Il Tribunale di Torino prospetta una diversa e più approfondita motivazione. Se la ratio del patto di prova per il datore di lavoro è valutare la professionalità e la capacità del lavoratore, il recesso per mancato superamento della prova è ontologicamente disciplinare. Una volta acclarata la nullità del patto di prova la conseguenza è la reintegrazione posto che i fatti che giustificano il recesso, di norma, non vengono descritti e, di conseguenza, devono considerasi inesistenti.
La ricostruzione della sentenza emessa dal Tribunale di Torino può permettere di sostenere che se il datore di lavoro ha, pur non essendo previsto dalla norma, tuzioristicamente motivato il recesso ad nutum, nel caso di declaratoria della nullità del patto di prova la sanzione prevista potrebbe essere quella indennitaria. La contestazione disciplinare comporterebbe l’applicazione del comma 1 dell’art. 3 del D.lgs 23/20015 a meno che sia provata l’insussistenza dei fatti materiali sui quali si fonda.

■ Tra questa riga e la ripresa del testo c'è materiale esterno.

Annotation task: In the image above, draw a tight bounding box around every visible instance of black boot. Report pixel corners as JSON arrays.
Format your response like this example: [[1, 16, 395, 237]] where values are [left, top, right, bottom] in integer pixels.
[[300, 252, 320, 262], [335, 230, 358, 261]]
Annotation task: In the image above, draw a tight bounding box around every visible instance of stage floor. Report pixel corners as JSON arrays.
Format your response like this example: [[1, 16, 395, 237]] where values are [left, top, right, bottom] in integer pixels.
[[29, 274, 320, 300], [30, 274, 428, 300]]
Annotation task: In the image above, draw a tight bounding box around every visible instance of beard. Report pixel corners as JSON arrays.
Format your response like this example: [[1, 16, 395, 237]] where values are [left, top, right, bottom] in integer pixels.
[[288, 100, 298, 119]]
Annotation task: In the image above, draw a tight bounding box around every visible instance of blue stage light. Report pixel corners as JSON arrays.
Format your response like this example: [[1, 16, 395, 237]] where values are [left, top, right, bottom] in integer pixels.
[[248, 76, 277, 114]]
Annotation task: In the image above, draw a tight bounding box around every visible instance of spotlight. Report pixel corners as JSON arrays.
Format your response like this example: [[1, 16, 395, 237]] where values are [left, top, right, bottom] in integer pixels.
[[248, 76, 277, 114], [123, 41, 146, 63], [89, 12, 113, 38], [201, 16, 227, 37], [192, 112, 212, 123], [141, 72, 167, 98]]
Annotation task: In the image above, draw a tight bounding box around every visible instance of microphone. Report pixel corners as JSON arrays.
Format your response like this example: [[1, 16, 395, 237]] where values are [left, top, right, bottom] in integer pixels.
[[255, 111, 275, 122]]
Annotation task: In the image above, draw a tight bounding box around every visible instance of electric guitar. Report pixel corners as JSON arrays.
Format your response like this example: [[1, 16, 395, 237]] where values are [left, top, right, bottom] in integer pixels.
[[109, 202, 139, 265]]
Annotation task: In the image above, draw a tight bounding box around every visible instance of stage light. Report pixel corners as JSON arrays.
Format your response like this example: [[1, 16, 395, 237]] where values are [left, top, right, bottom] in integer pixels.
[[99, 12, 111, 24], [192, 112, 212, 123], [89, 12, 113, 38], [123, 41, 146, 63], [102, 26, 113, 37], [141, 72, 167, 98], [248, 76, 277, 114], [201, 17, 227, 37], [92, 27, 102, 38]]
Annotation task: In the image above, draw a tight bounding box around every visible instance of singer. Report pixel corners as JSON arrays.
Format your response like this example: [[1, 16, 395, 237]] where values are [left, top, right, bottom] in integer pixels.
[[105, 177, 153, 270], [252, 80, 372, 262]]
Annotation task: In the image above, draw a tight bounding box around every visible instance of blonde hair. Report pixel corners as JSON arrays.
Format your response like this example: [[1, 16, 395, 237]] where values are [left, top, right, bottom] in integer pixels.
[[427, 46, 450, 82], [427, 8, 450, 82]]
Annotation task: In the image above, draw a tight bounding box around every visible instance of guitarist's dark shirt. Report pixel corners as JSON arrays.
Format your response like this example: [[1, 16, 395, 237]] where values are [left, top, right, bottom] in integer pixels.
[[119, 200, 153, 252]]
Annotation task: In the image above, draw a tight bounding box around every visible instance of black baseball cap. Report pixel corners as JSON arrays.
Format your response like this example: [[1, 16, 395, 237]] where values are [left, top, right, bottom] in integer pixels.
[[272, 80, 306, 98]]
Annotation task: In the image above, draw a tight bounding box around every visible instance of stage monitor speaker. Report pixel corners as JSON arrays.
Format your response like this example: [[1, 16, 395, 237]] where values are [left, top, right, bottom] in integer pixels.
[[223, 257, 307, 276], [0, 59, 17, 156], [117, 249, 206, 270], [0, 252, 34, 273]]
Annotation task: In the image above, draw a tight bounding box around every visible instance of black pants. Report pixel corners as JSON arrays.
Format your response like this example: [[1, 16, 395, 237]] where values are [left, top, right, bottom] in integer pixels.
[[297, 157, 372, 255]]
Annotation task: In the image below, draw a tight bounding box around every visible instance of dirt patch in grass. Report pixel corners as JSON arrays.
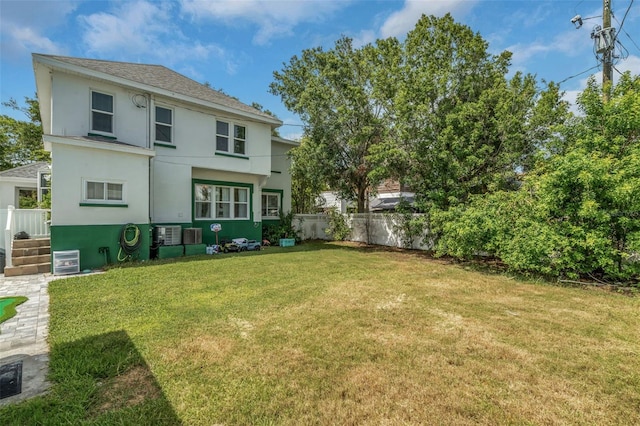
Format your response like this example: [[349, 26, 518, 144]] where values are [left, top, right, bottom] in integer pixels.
[[92, 366, 161, 417]]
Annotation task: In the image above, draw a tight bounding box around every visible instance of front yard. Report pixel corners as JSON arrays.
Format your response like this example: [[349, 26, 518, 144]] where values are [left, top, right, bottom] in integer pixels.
[[0, 243, 640, 425]]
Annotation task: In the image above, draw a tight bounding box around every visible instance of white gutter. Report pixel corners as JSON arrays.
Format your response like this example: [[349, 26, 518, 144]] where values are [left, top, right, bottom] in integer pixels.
[[33, 54, 283, 126]]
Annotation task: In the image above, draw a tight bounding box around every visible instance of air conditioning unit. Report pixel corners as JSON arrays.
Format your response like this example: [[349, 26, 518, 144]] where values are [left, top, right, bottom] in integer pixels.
[[153, 225, 182, 246], [182, 228, 202, 244]]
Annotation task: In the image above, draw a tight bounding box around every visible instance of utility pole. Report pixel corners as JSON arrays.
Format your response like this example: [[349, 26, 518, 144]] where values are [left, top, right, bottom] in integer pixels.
[[602, 0, 615, 102]]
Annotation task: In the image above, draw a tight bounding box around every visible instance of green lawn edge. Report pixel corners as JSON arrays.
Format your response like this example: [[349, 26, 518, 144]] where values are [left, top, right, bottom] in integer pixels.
[[0, 296, 29, 323]]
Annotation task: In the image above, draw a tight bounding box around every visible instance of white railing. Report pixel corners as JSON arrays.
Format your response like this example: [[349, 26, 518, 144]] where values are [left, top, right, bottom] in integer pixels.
[[0, 206, 51, 267], [293, 213, 431, 250]]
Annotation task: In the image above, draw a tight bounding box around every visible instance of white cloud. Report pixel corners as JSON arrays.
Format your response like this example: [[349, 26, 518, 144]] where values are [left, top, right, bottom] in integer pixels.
[[380, 0, 477, 38], [562, 56, 640, 115], [2, 25, 65, 54], [78, 1, 234, 71], [181, 0, 349, 45], [0, 0, 78, 59], [351, 30, 377, 48], [505, 29, 593, 67]]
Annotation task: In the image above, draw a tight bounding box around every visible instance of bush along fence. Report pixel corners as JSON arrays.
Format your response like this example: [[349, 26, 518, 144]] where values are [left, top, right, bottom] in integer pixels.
[[294, 212, 432, 250]]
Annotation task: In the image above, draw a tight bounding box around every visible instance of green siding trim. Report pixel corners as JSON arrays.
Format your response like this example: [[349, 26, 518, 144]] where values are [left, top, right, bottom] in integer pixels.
[[153, 142, 177, 149], [215, 152, 249, 160], [260, 188, 284, 218], [51, 223, 151, 271], [80, 203, 129, 208]]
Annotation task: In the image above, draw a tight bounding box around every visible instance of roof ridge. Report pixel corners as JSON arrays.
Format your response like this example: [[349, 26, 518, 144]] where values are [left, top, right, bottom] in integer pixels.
[[34, 53, 281, 124]]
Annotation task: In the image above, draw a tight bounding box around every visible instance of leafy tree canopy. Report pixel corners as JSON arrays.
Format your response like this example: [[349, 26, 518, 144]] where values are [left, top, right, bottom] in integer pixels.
[[0, 97, 49, 170], [271, 37, 385, 212], [375, 15, 568, 211], [434, 73, 640, 280]]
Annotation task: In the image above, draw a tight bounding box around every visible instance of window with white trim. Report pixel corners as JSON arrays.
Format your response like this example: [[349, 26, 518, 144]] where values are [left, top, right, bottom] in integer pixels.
[[216, 120, 247, 155], [82, 180, 124, 204], [38, 171, 51, 203], [194, 183, 249, 219], [262, 192, 280, 219], [91, 90, 113, 134], [156, 106, 173, 143]]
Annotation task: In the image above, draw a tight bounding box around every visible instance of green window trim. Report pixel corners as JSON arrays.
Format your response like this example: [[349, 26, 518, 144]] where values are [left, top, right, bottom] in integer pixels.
[[216, 151, 249, 160], [191, 179, 253, 222], [80, 203, 129, 208], [260, 188, 284, 220], [153, 142, 177, 149]]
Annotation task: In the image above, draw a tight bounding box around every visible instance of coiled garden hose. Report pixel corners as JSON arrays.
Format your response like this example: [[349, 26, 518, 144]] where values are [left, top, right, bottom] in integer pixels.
[[118, 223, 142, 262]]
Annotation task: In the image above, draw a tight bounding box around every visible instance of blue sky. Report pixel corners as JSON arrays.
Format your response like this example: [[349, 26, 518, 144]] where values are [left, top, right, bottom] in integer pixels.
[[0, 0, 640, 138]]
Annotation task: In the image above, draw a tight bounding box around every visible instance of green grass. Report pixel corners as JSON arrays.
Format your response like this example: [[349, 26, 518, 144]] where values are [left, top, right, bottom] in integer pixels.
[[0, 243, 640, 425], [0, 296, 29, 323]]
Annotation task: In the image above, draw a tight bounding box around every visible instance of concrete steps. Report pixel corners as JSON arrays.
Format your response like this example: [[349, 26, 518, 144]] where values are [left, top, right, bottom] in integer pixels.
[[4, 238, 51, 277]]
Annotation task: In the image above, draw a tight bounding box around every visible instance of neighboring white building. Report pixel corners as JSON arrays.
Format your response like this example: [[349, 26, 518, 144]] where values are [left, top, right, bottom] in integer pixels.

E’ opportuno precisare che l’orientamento prevalente nella giurisprudenza di merito, per i lavoratori ai quali si applica il contratto a tutele crescenti ed impiegati in imprese che rispettino i requisiti dimensionali di cui all’art. 18 commi 8 e 9 della l. 300/1970, propende per la sanzione indennitaria nel caso di recesso basato su un patto di prova di cui viene accertata l’illegittimità (si veda ad es. Trib Roma 6 novembre 2017, Tribunale di Firenze 12 aprile 2017, n. 376). Quest’impostazione è più che altro giustificata, a prescindere dalla natura disciplinare o di licenziamento per motivo economico del recesso basato su un patto di prova dichiarato illegittimo, dalla ratio della disciplina del Jobs act che ha inteso restringere la possibilità di ottenere una tutela reintegratoria in pochissime ipotesi stabilite dal Legislatore.
In ultimo per le imprese che non soddisfano i requisiti dimensionali previsti dall’art. 18 commi 8 e 9 l. 300/1970 l’accertamento della nullità del patto di prova comporta in ogni caso la sola tutela indennitaria a prescindere dalla data di costituzione del rapporto.